Designer, Neil Murray, uses the vast stage to its full advantage, allowing the riverbank to come alive as we meet the animals. The detail in items such as the train, made from a giant roller skate, and a barge, which is a giant sardine can, are a delight to behold as we follow Rat, Mole, Badger and Toad on their adventures.
The story starts with Rat and Mole meeting before they follow Mr. Toad in his sort lived love of horse drawn caravans, before he changes his mind and wants a motor car, which we all know will end in disaster. All the time, behind our heroes backs, the Weasels are planning and scheming, before taking their chance to take over Toad Hall. But we know it will all turn out well in the end and with Badger as their guide, Rat, Mole and Toad soon win back Toad Hall.

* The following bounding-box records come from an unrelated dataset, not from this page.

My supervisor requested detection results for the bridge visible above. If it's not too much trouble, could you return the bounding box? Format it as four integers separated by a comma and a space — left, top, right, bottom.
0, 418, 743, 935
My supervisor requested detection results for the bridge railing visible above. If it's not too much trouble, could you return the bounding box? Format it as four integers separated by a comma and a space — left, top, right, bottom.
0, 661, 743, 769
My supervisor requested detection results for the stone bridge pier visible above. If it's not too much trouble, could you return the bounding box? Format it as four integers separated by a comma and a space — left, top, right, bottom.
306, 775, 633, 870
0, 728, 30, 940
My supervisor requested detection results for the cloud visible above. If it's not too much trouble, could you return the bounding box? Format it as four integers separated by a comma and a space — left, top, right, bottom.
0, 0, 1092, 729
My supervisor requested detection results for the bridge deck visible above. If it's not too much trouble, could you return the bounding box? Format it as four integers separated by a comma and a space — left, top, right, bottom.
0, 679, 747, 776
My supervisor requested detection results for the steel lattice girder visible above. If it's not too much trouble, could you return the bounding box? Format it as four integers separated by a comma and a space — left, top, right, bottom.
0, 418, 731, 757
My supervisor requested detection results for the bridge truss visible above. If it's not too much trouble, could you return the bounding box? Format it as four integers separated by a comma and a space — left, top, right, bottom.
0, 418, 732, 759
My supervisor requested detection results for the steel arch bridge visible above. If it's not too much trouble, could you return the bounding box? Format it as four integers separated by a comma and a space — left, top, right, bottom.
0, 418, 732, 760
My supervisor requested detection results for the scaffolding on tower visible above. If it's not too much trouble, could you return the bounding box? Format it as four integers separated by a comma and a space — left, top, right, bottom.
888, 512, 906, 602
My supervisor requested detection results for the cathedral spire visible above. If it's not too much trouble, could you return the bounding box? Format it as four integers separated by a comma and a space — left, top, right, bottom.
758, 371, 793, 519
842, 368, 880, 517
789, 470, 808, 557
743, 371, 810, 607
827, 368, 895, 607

While there is no doubting all the cast work extremely hard to capture the essence of the story and their characters, it is both Mark Benton (Toad) and Ruth Johnson (Mole) who seem born to play their current roles. Both actors bring their characters to life in a way that makes you watch their every move whenever they are on stage.
This adaptation of the Kenneth Grahame story is by Alan Bennett and it captures the real essence of the riverbank tales, however, the production is over long, especially in the first half. Unfortunately, Director Erica Whyman has chosen to introduce North East references to the production, which this classic tale simply does not need and musical arrangements by Tim Dalling, which slow down the already over long production.
However, there is plenty to enjoy in Wind In The Willows, and the outstanding performances by Mark Benton and Ruth Johnson are good enough reasons to buy a ticket.